2018-07-18T11:11:10.791011157Z Client Version: version.Info{Major:"1",
Minor:"10", GitVersion:"v1.10.5",
GitCommit:"32ac1c9073b132b8ba18aa830f46b77dcceb0723", GitTreeState:"clean",
BuildDate:"2018-\
06-21T11:46:00Z", GoVersion:"go1.9.3", Compiler:"gc", Platform:"linux/amd64"}
2018-07-18T11:11:10.791058997Z Server Version: version.Info{Major:"1",
Minor:"8+", GitVersion:"v1.8.11-docker-8d637ae",
GitCommit:"8d637aedf46b9c21dde723e29c645b9f27106fa5", GitTreeState:"clean",
BuildDate:"2018-04-26T16:51:21Z", GoVersion:"go1.8.3", Compiler:"gc",
Platform:"linux/amd64"}
and the run time error
2018-07-18T11:24:15.448695813Z The Pod "sh-777f6db646-hrm65" is invalid:
spec.tolerations: Forbidden: existing toleration can not be modified except its tolerationSeconds
Any ideas?
It was pointed out in one of the comments that the issue may be caused by a missing permission even though the error message does not insinuate so. We officially filed a ticket with Docker and actually got exactly this result: In order to be able to set/modify a label from within a pod the default user of the namespace must be given the "Scheduler" role on the swarm resource (which later shows up as \
in the GUI). Granting this permission fixes the problem. See added grant in Docker-EE-GUI below.

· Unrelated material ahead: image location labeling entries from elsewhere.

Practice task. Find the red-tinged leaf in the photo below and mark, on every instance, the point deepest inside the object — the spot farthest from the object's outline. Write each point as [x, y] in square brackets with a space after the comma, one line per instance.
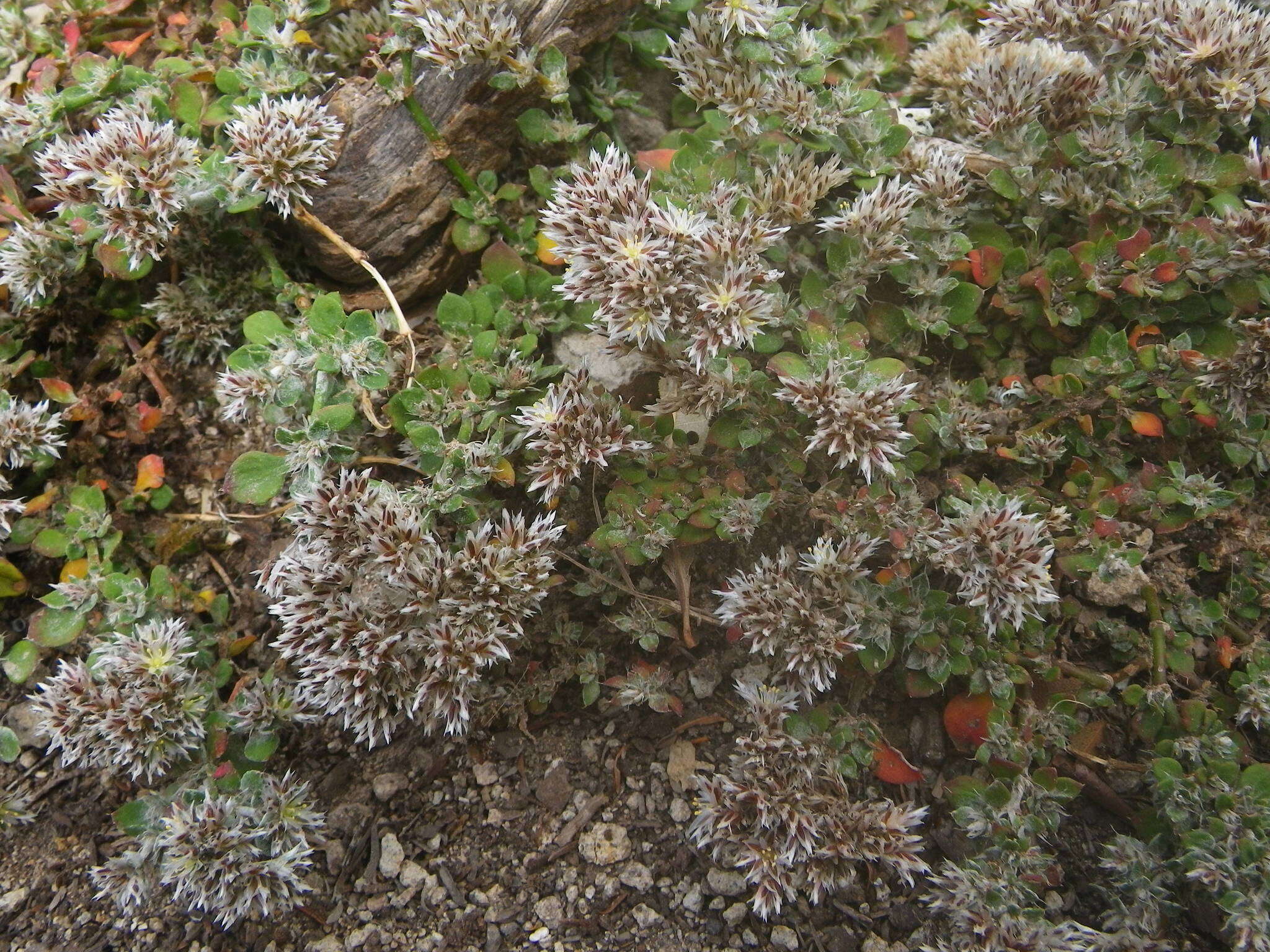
[652, 159]
[150, 416]
[127, 47]
[1123, 493]
[895, 40]
[150, 474]
[1142, 332]
[890, 765]
[1147, 425]
[1191, 359]
[40, 503]
[966, 719]
[71, 35]
[1130, 249]
[1103, 528]
[58, 390]
[986, 265]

From my point of view, this is far from obvious. The Docker support representative offered to investigate if this is actually expected behavior or results from a bug. As soon as we learn more on this question I will include it into our answer.
As for using more debugging output: Unfortunately, adding --v=9
to the calls of kubectl
does not return any useful information. There's too much output to be displayed here but the overall logging is very similar in both cases: It consists of a lot GET API requests which are all successful followed by a final PATCH API request which succeeds in the one case but fails in the other as described above.